Learning Condensed Graph via Differentiable Atom Mapping for Reaction Yield Prediction

Ankit Ghosh; Gargee Kashyap; Sarthak Mittal; Nupur Jain; Raghavan B Sunoj; Abir De

Learning Condensed Graph via Differentiable Atom Mapping for Reaction Yield Prediction

Ankit Ghosh, Gargee Kashyap, Sarthak Mittal, Nupur Jain, Raghavan B Sunoj, Abir De

Published: 01 May 2025, Last Modified: 18 Jun 2025ICML 2025 posterEveryoneRevisionsBibTeXCC BY 4.0

TL;DR: Learns yield by approximating atom mapping and then a condensed graph of reaction (CGR), where CGR serves as a surrogate of the transition state.
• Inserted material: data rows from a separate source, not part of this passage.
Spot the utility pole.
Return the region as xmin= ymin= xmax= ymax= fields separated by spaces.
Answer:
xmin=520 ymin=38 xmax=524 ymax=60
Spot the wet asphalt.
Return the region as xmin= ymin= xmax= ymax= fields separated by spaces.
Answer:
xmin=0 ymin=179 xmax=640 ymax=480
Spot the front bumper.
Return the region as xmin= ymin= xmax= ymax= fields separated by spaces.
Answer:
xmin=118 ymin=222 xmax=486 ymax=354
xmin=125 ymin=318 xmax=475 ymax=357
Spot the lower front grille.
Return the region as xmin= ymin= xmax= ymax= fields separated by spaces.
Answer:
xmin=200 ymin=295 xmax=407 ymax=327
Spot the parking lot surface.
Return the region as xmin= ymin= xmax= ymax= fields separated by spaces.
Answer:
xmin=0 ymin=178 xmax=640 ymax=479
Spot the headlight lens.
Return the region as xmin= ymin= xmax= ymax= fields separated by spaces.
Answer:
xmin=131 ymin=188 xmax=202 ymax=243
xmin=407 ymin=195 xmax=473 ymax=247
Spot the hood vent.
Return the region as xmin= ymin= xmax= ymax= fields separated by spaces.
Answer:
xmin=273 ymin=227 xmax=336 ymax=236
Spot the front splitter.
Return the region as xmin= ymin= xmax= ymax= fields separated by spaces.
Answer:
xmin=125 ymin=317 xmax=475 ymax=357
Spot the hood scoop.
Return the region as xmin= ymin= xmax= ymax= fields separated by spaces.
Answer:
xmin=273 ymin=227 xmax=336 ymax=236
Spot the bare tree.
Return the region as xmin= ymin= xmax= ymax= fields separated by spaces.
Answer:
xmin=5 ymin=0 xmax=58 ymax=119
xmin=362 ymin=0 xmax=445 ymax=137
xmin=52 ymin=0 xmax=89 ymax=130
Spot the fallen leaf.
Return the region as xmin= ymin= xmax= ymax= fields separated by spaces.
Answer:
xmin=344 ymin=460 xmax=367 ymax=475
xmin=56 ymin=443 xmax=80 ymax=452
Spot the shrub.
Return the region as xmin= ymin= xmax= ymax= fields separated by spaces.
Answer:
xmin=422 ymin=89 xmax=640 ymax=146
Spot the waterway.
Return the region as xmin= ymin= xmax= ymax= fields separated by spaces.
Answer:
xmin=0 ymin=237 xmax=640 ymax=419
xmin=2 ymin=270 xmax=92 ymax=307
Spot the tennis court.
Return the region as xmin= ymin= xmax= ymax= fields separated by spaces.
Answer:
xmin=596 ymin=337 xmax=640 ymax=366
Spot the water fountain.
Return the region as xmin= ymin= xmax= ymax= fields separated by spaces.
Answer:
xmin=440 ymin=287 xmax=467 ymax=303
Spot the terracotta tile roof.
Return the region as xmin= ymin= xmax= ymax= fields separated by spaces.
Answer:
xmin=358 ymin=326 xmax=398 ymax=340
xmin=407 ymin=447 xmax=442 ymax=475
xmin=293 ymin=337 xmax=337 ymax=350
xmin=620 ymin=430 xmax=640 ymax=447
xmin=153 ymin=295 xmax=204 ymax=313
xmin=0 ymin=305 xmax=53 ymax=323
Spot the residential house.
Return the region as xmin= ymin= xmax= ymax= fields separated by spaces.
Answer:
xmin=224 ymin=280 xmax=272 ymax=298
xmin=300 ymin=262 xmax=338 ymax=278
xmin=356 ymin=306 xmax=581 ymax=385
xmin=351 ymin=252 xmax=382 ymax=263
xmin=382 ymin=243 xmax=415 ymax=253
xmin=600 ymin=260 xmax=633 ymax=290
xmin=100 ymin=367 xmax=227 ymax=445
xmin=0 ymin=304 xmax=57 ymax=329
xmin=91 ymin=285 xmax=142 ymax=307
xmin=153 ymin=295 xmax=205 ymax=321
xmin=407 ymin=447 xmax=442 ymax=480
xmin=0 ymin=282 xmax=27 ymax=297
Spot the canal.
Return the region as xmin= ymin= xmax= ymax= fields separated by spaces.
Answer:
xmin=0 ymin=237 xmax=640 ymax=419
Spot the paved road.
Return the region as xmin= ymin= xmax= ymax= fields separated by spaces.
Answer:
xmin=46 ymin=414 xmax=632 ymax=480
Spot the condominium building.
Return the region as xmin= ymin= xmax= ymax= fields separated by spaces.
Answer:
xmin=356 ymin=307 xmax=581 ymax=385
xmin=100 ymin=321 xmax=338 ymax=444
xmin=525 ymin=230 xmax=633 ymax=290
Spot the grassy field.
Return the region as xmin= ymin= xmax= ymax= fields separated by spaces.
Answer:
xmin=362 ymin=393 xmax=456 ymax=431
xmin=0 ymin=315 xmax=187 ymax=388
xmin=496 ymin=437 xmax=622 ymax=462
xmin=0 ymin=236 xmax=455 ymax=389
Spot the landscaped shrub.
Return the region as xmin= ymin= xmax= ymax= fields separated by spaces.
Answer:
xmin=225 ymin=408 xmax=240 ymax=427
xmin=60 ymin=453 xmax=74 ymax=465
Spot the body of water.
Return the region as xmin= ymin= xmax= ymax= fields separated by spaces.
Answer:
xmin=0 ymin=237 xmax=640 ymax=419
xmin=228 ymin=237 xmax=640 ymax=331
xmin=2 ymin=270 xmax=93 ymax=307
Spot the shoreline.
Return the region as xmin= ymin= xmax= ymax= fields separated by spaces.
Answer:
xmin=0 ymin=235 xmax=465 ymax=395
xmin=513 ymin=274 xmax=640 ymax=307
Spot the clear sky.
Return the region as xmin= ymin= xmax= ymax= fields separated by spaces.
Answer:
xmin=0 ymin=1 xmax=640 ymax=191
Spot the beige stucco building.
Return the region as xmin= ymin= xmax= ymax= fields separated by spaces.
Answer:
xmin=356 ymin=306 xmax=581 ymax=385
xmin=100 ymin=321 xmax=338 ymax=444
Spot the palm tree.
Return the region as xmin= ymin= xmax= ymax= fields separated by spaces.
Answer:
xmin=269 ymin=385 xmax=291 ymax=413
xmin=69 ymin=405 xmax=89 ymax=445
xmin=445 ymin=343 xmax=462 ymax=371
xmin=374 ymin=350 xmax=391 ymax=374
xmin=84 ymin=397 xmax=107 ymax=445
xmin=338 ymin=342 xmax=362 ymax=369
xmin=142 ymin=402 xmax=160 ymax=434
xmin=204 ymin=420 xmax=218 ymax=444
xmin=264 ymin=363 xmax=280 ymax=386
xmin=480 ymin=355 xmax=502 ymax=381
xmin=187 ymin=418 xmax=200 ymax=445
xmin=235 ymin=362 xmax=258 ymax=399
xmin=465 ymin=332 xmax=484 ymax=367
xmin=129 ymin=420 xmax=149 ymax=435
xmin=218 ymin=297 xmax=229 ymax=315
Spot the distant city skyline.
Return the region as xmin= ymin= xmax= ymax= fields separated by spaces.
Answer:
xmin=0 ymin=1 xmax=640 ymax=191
Abstract: Yield of chemical reactions generally depends on the activation barrier, i.e., the energy difference between the reactant and the transition state. Computing the transition state from the reactant and product graphs requires prior knowledge of the correct node alignment (i.e., atom mapping), which is not available in yield prediction datasets. In this work, we propose YieldNet, a neural yield prediction model, which tackles these challenges. Here, we first approximate the atom mapping between the reactants and products using a differentiable node alignment network. We then use this approximate atom mapping to obtain a noisy realization of the condensed graph of reaction (CGR), which is a supergraph encompassing both the reactants and products. This CGR serves as a surrogate for the transition state graph structure. The CGR embeddings of different steps in a multi-step reaction are then passed into a transformer-guided reaction path encoder. Our experiments show that YieldNet can predict the yield more accurately than the baselines. Furthermore, the model is trained only under the distant supervision of yield values, without requiring fine-grained supervision of atom mapping.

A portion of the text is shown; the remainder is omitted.